28 May 2019
Textile Industry Sees Need to Increase Movement Towards Circular Economy
Until recently, the European Commission had been mainly focusing on targeting plastic waste. Now, however, it has shifted some of its focus on the fashion industry and the move away from the typical linear economy model of “take-make-waste”. Indeed, it has started promoting a circular economy in textiles (apparel and fabrics), motivating the recycling and reusing of materials and products. A move towards recycling is felt to be essential, as nearly 73% of the world’s clothing eventually ends up in landfills.
Not only is the fashion industry being pushed by the European Commission, it is also heavily influenced by consumer perception. The industry is racing to get ahead of the issue, to avoid a potential backlash from environmentally conscious shoppers. A fashion industry report, published in May 2019, found that two-thirds of consumers say sustainability is very important. Additionally, about one-third state that they would favour a brand that has positive environmental and social practices.
Producing raw materials and using techniques such as spinning and dyeing require enormous amounts of water and chemicals. According to the environmental organisation Greenpeace, up to 3,500 chemical substances are used to turn raw materials into textiles, and around 10% of these substances are hazardous to the environment. Even after production, clothing continues to have a harmful impact on the environment due to washing in particular. Clothing production and consumption produce about 6.7% of the global climate impact, while (to compare with another major sector) aviation and shipping account for 4.5% of global carbon dioxide emissions.
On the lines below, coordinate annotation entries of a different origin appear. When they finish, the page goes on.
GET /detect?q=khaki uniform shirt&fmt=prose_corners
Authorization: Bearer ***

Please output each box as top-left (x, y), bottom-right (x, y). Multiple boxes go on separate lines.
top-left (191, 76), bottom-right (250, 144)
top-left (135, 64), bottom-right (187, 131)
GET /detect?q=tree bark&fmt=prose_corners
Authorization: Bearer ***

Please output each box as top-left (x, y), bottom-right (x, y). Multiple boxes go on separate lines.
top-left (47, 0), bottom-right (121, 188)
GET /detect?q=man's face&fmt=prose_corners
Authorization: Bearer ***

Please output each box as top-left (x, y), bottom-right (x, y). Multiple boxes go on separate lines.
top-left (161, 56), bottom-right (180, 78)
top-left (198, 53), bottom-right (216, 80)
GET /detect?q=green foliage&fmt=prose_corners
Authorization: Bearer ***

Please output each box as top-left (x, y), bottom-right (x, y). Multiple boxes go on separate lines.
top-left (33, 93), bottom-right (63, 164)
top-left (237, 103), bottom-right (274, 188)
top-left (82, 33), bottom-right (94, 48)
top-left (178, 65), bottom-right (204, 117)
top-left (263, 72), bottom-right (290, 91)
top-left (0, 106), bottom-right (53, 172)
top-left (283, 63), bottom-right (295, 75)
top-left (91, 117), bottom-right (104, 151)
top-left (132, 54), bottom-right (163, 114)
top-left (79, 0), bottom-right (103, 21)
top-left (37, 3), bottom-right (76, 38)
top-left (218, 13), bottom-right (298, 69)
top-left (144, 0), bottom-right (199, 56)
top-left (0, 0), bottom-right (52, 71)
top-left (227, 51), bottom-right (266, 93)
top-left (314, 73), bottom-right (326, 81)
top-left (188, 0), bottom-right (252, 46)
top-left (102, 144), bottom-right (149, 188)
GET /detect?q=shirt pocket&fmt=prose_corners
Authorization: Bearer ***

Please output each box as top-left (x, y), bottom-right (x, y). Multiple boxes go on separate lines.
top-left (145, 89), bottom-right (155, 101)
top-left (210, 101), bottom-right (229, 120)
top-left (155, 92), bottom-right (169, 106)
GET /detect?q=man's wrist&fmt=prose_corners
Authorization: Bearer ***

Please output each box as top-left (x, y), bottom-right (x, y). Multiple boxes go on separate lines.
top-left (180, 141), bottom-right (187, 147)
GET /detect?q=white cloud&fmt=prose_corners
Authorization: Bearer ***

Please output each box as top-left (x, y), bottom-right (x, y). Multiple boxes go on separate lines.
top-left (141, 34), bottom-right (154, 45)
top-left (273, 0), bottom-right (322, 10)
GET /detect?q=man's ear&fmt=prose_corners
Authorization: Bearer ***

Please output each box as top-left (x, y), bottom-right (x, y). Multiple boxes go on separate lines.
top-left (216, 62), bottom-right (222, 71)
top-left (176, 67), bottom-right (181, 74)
This issue has been on the map for a while for the industry: in 2017, it committed to “lessening its environmental impact by 2020 by designing for circularity, boosting the volume of used garments collected or resold, and increasing the share of garments made from recycled post-consumer textile fibres”.
Unfortunately, according to an annual assessment published on 7 May 2019 by the Global Fashion Agenda (GFA), the Sustainable Apparel Coalition (SAC) and the Boston Consulting Group, progress on sustainability in fashion has slowed over the past year. Though consumers are attracted to environmentally conscious brands, sustainability remains far from being a key consideration in purchasing decisions, since fast fashion tends to be inexpensive. Thus, though the sector is improving on the whole, it is not doing this fast enough to counter the harmful impact.
To respond to this increasing demand for a circular economy in fast fashion, on 14 May 2019 industry leaders presented a manifesto at the Copenhagen Fashion summit, the sector’s foremost event on sustainability, calling on policymakers to “co-develop a European vision for textiles in a circular economy”. The manifesto stems from a collaboration between the European Apparel and Textile Confederation (Euratex), the Federation of the European Sporting Goods Industry (FESI), the International Apparel Federation (IAF), the Sustainable Apparel Coalition (SAC), and Global Fashion Agenda (GFA).
The manifesto explains that, though a large part of the industry is committed to promoting a circular economy, “the systems and tools to support a scaled circular economy are currently inadequate”. First, the manifesto sets out some points to reframe the issue, such as considering the circular economy for textiles as a global issue and not a regional one and requesting that the whole industry be part of the discussion. The manifesto sets out the following points as the “new approach”:
- The transition to a circular economy requires bringing together public and private initiatives;
- All institutions need to come together at the EU level;
- Smart regulation is needed for areas that the textile industry alone cannot target; and
- Clearly defined roles and responsibilities for each actor are needed to remove existing gaps in the supply chain.
According to the industry leaders, for a circular economy to function, no part of the loop can be broken. Unprecedented collaboration is therefore required to accomplish this. The industry needs to use new technological innovations to help separate fibres for reuse and “up-cycling” (i.e., creative reuse).
“Better design and materials” are also needed says the manifesto. As seen above, all life stages of a clothing article can produce harmful impacts. Cecile Martin, a textile specialist, explains that a major part of a product’s environmental impact can be determined at the design stage. Therefore, the industry can collaborate with textile and fibre makers to check whether clothing is fit for recycling or not, before production and launch occur.
As such, the manifesto demands policies tailored to SMEs and multinational fashion brands, as well as regulations to “nudge” consumers into rethinking how they use and dispose of textiles.
Some industry leaders, such as H&M, have even taken this stage into their own hands: at one of their stores, they are reported to have installed a miniaturized version of their recycling technology to show consumers how their used clothing can be recycled.
While the textile sector is not yet subject to waste-stream legislation in the same way as, for example, electrical and electronic equipment, the abovementioned developments, and the European Commission’s own moves in that direction, need to be considered seriously by Hong Kong sellers of textiles and apparel. An EU waste law targeting such products may be in the pipeline in the not too distant future.